Have the economies stabilised?
Is the future bright or even Orange?
These questions remain to be resolved and my personal view is that we’ll flatline for at least another two years.
Royal Bank of Scotland needs more capital as do many other banks – where are they going to get it from? The USA and China are on the brink of a trade war whilst Europe sees a rocky road of challenges for the foreseeable, with even the most successful economy (Germany) admitting this will be tough for years to come.
We’re not out of this mess yet.
Yes, there are green shoots … but are they growing vibrantly or struggling in rocky soil?
Right now, the latter.
So the soil still needs tending, nurturing and watering and the USA and Britain has little rain to sprinkle on these shoots left.
We’ve already bet our children and grandchildren’s tax burden on getting through the last year … what happens if it doesn’t work?
Now I’m an optimist, which is why I’m saying we will get through this after two years of flat lining …
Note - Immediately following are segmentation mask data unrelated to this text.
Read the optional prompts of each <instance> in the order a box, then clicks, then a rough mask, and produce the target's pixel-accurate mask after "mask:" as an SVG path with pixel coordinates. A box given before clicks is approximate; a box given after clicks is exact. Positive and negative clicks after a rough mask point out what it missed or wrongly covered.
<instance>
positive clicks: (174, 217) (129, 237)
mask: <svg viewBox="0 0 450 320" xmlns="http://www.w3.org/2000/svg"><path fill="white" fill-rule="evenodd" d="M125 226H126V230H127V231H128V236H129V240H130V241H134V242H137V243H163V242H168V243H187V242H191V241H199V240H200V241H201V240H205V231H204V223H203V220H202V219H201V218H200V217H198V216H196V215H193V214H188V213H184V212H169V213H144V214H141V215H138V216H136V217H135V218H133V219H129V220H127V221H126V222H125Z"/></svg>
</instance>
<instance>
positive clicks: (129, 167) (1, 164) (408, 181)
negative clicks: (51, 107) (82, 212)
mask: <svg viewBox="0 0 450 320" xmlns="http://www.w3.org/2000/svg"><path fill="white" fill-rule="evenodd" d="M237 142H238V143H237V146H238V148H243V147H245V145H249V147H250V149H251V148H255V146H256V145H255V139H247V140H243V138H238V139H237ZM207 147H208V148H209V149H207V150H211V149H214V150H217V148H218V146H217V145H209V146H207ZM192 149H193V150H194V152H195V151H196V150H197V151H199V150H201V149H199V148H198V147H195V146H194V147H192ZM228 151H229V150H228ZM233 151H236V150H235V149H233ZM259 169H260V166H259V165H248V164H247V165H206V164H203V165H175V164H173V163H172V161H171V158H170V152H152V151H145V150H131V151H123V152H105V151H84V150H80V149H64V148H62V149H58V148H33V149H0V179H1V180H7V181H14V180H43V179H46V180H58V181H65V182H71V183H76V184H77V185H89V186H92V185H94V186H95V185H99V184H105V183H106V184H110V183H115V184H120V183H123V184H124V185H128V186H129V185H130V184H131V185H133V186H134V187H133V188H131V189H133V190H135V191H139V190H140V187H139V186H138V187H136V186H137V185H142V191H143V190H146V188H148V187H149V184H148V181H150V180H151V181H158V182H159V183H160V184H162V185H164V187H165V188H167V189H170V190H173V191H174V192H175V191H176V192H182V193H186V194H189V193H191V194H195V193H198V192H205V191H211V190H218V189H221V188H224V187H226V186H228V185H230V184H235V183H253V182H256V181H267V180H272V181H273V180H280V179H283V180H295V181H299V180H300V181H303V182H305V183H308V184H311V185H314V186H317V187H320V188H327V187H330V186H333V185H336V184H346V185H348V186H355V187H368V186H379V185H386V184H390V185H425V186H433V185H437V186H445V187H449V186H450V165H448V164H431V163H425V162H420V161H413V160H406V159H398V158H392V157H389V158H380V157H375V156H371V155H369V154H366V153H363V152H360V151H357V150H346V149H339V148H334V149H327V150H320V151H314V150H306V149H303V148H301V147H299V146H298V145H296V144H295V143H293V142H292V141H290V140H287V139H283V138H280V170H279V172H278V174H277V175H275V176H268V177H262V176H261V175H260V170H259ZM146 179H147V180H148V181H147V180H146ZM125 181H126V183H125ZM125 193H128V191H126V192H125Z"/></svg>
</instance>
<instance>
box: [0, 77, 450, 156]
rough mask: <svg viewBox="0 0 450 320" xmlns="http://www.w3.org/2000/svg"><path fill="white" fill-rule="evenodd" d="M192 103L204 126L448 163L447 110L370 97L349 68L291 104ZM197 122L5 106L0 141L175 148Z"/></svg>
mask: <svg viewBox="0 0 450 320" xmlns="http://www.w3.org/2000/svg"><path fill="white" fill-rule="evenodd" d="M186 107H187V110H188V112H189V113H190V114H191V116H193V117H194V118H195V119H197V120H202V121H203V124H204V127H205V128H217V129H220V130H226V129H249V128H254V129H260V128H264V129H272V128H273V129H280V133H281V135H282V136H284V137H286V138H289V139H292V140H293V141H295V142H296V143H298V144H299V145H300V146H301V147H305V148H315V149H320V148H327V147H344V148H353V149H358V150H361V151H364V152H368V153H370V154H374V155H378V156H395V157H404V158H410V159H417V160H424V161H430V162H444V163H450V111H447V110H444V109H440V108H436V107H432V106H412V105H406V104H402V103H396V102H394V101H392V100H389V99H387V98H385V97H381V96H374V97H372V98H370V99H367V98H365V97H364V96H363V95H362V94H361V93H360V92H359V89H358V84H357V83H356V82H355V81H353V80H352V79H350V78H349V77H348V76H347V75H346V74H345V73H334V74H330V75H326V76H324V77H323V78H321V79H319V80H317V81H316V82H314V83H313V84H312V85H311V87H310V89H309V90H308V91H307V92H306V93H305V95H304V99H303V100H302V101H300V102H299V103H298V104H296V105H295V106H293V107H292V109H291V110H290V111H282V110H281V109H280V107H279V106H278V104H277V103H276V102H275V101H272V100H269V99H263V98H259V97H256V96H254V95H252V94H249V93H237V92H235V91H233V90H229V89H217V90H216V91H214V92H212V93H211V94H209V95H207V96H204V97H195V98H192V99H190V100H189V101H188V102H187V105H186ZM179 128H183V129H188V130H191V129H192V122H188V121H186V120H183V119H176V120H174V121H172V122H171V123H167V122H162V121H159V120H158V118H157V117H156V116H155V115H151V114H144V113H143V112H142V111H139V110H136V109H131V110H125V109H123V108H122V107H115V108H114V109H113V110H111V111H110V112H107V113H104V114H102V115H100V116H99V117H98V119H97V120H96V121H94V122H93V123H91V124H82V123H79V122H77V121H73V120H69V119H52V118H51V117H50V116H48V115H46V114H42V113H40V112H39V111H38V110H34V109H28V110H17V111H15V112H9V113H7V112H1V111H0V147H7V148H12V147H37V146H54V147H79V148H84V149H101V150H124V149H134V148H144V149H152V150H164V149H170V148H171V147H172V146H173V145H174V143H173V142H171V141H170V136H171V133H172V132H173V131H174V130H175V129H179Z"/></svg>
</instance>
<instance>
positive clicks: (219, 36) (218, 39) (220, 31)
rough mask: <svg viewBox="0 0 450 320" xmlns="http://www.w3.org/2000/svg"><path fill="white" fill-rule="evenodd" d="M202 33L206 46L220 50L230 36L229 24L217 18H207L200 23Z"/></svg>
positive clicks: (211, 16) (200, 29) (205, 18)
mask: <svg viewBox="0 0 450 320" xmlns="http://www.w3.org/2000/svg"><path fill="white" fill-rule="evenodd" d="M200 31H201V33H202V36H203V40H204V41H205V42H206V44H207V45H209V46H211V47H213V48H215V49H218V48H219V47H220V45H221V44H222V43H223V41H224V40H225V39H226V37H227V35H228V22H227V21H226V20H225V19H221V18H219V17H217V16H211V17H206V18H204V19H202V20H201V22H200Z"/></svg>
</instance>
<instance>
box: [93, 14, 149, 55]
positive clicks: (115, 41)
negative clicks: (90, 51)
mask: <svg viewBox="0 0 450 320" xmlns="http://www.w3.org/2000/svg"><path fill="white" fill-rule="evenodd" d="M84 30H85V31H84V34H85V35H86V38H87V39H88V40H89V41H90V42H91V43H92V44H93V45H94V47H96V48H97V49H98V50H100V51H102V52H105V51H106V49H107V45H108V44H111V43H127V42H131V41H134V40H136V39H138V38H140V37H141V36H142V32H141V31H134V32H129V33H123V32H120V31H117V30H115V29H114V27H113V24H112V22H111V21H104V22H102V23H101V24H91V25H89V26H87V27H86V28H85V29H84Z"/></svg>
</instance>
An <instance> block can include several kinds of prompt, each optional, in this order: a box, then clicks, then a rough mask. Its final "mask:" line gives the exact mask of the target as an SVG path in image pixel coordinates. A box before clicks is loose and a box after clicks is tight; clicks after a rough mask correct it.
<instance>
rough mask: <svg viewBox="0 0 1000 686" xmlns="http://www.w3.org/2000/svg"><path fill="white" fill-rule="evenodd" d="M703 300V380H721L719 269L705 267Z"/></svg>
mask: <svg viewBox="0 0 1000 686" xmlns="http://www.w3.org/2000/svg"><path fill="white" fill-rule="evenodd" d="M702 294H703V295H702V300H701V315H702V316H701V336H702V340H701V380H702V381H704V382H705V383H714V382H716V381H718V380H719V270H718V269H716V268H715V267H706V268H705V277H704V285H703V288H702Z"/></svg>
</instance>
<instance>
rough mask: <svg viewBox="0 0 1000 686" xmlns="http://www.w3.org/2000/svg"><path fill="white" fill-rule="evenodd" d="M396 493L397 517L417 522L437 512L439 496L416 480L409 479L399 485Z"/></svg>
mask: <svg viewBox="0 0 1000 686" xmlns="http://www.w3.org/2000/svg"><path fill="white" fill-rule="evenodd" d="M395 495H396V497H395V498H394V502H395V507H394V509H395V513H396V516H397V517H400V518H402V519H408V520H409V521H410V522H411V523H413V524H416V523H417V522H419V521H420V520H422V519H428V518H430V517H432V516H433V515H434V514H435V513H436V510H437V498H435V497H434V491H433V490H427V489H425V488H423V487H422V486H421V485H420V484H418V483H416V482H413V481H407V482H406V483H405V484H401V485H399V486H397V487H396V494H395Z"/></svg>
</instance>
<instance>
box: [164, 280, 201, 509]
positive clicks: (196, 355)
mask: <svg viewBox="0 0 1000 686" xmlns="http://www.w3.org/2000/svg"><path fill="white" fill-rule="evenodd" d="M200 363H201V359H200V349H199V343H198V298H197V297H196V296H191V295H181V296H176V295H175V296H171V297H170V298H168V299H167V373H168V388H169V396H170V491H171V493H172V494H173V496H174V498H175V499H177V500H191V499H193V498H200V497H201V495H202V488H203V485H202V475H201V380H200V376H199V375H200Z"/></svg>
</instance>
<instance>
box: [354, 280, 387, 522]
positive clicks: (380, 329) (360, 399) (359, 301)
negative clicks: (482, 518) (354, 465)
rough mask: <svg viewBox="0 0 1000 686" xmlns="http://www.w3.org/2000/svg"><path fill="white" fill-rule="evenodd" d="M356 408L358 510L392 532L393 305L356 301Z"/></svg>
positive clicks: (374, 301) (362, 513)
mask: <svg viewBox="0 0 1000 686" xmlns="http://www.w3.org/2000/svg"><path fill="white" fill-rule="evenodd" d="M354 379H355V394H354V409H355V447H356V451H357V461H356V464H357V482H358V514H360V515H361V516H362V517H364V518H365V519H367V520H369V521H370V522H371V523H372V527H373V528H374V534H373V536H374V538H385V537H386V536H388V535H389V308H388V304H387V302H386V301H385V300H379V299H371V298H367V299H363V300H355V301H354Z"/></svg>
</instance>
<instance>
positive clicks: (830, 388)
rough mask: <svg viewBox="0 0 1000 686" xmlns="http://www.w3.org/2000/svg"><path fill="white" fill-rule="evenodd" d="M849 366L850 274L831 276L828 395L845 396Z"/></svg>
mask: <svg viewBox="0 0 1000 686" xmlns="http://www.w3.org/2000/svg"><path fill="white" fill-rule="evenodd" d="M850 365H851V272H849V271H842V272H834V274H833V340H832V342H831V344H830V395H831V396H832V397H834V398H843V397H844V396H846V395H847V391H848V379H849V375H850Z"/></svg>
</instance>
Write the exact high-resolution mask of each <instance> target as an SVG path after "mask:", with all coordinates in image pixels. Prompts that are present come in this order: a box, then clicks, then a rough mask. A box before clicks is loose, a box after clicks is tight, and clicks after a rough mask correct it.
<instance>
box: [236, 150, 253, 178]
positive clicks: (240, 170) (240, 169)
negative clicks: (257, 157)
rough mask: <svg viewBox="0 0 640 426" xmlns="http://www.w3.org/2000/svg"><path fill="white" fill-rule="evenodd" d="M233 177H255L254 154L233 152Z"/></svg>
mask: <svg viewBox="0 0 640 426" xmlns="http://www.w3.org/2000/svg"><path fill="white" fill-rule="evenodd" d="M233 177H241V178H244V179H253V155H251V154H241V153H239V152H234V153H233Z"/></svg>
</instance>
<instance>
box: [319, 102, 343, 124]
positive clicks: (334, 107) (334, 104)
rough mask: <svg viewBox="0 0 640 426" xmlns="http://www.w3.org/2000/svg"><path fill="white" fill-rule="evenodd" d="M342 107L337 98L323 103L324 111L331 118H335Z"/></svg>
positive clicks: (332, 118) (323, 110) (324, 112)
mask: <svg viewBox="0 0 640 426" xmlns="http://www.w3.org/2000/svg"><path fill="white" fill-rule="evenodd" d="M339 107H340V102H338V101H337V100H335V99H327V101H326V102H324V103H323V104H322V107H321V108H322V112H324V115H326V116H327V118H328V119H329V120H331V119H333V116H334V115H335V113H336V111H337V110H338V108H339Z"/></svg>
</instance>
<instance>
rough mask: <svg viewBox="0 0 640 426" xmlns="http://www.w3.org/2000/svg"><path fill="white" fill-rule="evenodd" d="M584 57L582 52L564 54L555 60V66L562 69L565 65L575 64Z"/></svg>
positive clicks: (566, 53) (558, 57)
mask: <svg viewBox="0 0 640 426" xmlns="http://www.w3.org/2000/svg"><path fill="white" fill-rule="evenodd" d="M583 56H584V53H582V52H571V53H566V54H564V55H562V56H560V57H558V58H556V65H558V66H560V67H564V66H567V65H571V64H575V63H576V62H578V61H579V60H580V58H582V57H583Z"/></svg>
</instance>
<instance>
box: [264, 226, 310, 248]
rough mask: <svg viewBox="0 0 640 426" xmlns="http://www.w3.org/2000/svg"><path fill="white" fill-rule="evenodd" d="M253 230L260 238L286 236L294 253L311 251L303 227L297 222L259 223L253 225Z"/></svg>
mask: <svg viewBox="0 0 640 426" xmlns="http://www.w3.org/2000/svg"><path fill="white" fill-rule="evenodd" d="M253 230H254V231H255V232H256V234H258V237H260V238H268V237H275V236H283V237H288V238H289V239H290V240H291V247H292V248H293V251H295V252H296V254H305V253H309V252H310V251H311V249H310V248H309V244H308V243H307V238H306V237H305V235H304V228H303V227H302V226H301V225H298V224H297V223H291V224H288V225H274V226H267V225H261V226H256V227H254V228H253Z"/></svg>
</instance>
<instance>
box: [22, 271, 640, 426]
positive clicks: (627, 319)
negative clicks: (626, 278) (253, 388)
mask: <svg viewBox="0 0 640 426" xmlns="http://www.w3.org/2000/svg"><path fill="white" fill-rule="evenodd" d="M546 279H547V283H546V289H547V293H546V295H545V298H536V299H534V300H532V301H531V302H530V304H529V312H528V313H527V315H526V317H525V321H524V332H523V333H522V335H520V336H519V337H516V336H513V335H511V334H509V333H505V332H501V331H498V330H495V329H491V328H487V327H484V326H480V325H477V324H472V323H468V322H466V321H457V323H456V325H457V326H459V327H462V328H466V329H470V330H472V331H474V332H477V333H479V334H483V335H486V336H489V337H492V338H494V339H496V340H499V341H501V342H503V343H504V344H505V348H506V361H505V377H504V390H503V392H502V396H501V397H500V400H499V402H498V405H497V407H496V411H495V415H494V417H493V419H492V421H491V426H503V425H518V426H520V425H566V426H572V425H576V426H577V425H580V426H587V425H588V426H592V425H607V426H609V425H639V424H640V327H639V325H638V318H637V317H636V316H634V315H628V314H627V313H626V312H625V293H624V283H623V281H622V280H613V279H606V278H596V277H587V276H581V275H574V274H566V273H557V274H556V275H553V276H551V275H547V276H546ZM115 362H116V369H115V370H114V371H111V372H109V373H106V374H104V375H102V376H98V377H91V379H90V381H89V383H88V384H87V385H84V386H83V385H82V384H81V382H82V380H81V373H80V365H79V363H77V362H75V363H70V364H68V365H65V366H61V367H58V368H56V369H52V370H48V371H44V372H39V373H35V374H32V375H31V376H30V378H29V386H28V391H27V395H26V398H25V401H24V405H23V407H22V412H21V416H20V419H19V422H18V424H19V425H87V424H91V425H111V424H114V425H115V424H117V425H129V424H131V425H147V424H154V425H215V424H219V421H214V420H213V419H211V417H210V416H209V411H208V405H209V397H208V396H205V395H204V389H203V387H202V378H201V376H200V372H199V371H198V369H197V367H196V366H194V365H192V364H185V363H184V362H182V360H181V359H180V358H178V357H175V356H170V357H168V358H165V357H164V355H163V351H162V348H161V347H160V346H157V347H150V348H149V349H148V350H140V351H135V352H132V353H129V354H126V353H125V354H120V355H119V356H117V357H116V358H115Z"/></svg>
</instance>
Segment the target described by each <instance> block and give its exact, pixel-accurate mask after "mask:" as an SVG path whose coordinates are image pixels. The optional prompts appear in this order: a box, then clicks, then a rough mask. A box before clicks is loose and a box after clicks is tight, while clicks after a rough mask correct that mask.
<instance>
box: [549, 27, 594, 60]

… but Marc Faber who produces the Gloom Boom Doom Report and often gets these things right, came out this week on Bloomberg and said that the US Government will fail within the next decade on the back-end of this crisis.
Switch US for the UK Government if you believe his words, as the two economies are intimately tied.
All in all, the G20 has challenges and can treat the easy bits – how to regulate banks – but the hard bit is how to detox the global economies to regain stable future growth. And you don’t get that by printing more money to feed the addict.